Systemic vascular resistance
A reduction in systemic vascular resistance (SVR) will decrease mean arterial pressure. Many of the drugs commonly used for
anesthesia will reduce systemic vascular resistance. These drugs include: acepromazine, thiobarbiturates, propofol, and, most
importantly, inhalants. All of the above listed drugs decrease systemic vascular resistance in a dose-dependent fashion. Preexisting
physiologic factors in a patient that presents for anesthesia (e.g. dehydration), or events that may occur as a result of
surgical intervention (e.g. blood loss), will also decrease SVR. When possible, preexisting causes of reduced SVR should be
corrected prior to general anesthesia. Examples include: hemorrhage, inadequate volume administration or replacement, dehydration,
endotoxemic shock, overwhelming sepsis, cardiogenic shock, neurogenic shock, anaphylaxis, histamine release, severe hypercapnia.

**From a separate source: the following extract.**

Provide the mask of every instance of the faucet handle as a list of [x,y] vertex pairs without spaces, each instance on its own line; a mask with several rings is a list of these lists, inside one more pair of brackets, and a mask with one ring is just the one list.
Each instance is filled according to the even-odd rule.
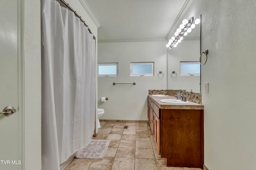
[[183,102],[186,102],[187,99],[186,98],[187,96],[183,95]]

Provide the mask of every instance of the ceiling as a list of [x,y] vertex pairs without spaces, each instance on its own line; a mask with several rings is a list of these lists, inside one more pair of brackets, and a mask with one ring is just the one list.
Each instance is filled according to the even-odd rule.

A reduction in heart rate may or may not affect mean arterial pressure. If heart rate is low in the face of good contractility,
then often the increase in end-diastolic ventricular volume (and associated increase in ejected stroke volume) will help to
maintain cardiac output and therefore mean arterial pressure. If contractility is poor, however, as is often the case in patients
receiving inhalant anesthetics, then stroke volume may not increase in response to a longer diastolic filling time and measured
mean arterial pressure will be reduced. The following is a list of drugs or pre-existing conditions that may reduce heart
rate: physiologic (athletic) bradycardia, hypothermia, increased vagal tone, high cervical cord compression, intracranial
disease, electrolyte imbalances, opioids, alpha-2 agonists, inhalants, acetylcholinesterase inhibitors, anticholinesterases
(transient, paradoxical; increase in heart rate usually follows; e.g. glycopyrrolate).